Concerned about intermediates with your autogenerated composite.

Yeah, I had that concern as well. Do you have any thoughts on an approach? I considered introspecting the solid's compute_fn and constructing a new one, but that wouldn't work for composite solids. As you brought up, if we could pass around a pointer, that would help, but Spark doesn't make that easy (DataFrames are backed by Java objects so pretty sure can't be pickled). A third idea would be to give users some utilities that make it easy to define a solid that writes to a Lakehouse storage using a Lakehouse TypeStoragePolicy - this would be more performant but a little less elegant.

It feels like, in an ideal world, solid boundaries wouldn't always need to require materializations? I think I remember you or Alex bringing this up before - would require some way for users to dictate that a subdag of solids all execute in the same process. Obviously out of scope for this PR, but if that's on the horizon it could solve this problem.


Oops this is a relic from some wacky sugar I was playing around with.
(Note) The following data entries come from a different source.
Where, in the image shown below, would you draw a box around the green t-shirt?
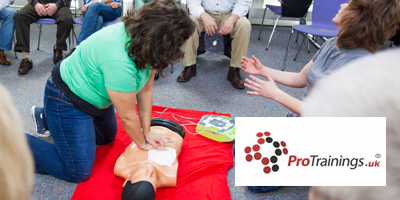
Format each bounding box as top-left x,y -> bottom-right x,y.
60,22 -> 151,109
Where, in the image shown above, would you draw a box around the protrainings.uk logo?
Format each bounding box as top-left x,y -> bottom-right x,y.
244,131 -> 289,174
244,131 -> 381,174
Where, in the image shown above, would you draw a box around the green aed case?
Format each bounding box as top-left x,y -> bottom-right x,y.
196,115 -> 235,142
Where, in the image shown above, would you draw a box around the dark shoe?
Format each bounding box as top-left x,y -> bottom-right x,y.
0,51 -> 11,65
228,67 -> 244,89
18,58 -> 33,74
53,48 -> 63,64
177,64 -> 196,82
31,106 -> 50,137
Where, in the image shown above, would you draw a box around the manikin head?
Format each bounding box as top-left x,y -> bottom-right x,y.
114,118 -> 185,200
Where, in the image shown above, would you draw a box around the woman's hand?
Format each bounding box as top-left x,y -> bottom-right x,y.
107,1 -> 121,9
143,131 -> 174,151
242,55 -> 264,75
244,73 -> 281,100
81,2 -> 91,14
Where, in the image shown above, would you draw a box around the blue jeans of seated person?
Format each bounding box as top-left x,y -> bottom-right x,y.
76,2 -> 122,45
0,7 -> 17,51
247,186 -> 283,193
27,78 -> 117,183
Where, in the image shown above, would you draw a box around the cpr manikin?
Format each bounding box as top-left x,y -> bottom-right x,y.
114,118 -> 185,200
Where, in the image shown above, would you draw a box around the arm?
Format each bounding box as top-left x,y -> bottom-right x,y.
187,0 -> 206,19
242,56 -> 314,88
135,0 -> 144,11
244,73 -> 303,115
107,88 -> 147,147
56,0 -> 71,8
232,0 -> 252,18
136,70 -> 173,150
136,70 -> 155,143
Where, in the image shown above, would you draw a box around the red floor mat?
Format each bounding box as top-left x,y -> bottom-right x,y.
72,106 -> 233,200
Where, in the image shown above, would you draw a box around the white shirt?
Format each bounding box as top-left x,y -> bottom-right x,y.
187,0 -> 252,19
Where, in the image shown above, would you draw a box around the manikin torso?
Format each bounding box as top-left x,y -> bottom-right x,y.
114,126 -> 183,190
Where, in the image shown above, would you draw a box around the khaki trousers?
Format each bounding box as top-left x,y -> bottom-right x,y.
183,12 -> 251,68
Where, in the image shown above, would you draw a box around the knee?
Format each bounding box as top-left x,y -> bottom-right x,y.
235,17 -> 251,30
58,16 -> 73,26
5,7 -> 17,19
86,2 -> 102,12
13,12 -> 24,21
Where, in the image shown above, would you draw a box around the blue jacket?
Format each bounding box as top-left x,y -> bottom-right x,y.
0,0 -> 15,10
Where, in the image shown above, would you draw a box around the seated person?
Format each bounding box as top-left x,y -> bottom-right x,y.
177,0 -> 252,89
302,49 -> 400,200
14,0 -> 73,74
242,0 -> 400,116
76,0 -> 122,46
114,118 -> 185,200
0,83 -> 34,200
0,0 -> 17,65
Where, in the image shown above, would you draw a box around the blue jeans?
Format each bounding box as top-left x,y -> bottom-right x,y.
27,77 -> 117,183
0,7 -> 17,51
76,2 -> 122,45
247,186 -> 283,193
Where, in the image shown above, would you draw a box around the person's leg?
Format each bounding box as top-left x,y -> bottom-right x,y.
177,15 -> 205,82
215,12 -> 251,89
0,7 -> 17,51
0,7 -> 17,65
27,77 -> 96,183
183,15 -> 205,67
230,17 -> 251,68
77,2 -> 121,45
93,105 -> 117,145
51,6 -> 73,51
14,4 -> 42,52
94,15 -> 104,33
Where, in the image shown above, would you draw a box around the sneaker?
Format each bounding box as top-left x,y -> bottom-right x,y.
31,106 -> 50,137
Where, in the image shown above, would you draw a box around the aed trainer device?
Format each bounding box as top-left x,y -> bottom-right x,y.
196,115 -> 235,142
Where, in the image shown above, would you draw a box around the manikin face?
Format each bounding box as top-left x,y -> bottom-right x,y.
114,126 -> 183,190
332,1 -> 350,29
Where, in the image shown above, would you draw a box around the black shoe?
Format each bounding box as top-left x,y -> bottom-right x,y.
18,58 -> 33,74
53,48 -> 63,64
177,64 -> 197,82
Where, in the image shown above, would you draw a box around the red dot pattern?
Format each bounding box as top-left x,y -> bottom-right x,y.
254,152 -> 262,160
261,158 -> 269,165
264,167 -> 271,174
253,144 -> 260,151
282,148 -> 289,155
246,155 -> 253,162
257,138 -> 265,144
244,131 -> 289,174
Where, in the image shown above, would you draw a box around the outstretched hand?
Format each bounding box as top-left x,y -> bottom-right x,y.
143,131 -> 174,151
244,73 -> 281,100
242,55 -> 264,75
107,1 -> 121,9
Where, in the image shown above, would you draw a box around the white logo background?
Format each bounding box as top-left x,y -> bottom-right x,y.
235,117 -> 386,186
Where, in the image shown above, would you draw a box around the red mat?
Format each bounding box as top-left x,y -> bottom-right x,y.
72,106 -> 233,200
Taking it out.

sandyryza marked 10 inline comments as done.
  • more lakehouse

remove unrelated changes and fix tests

Ok great. make sure to look at (and ideally test) that bug where (i think) you are assigning a tuple to a string


so we are making lakehouse py3 only?


not sure we want be assigning to so many globals in an example


eliminate duplicate in docs


eek this looks like a nasty bug

sandyryza added inline comments.

as discussed on slack, will handle py2 support in a separate revision.


wrapped in a function


It's a subtle non-dupe - the first gives input_assets as a list, and the second gives it as a dict.


if I'm not misunderstanding what you observed, I believe this is doing the right thing - path is a Tuple[str, ...], which is checked in ComputedAsset's __init__. lakehouse/ tests both specifying a path and not specifying a path.

arguably it might be simpler for path to be a string - the reason it's a tuple is so that the storage definition can decide how it resolves to a path in the specific storage - e.g. databases do namespacing differently than filesystems do.




oic .maybe call it path_tuple or something

sandyryza marked an inline comment as done.

fewer globals

@alangenfeld you requested changes on an earlier version - do you still have any reservations?

fine place to start - some edges to polish as we use it a bit and understand the ergonomics better


if you had a long set of assets & corresponding inputs ordering only could be a little dicey

wonder if some amount of prefix match would be a reasonable restriction


how does this look in dagit with these __ prefixed names?

This revision is now accepted and ready to land.May 27 2020, 9:44 PM

input_assets accepts either a list or a dict. once you have a lot, a dict is probably more clear/less error-prone.


This revision was automatically updated to reflect the committed changes.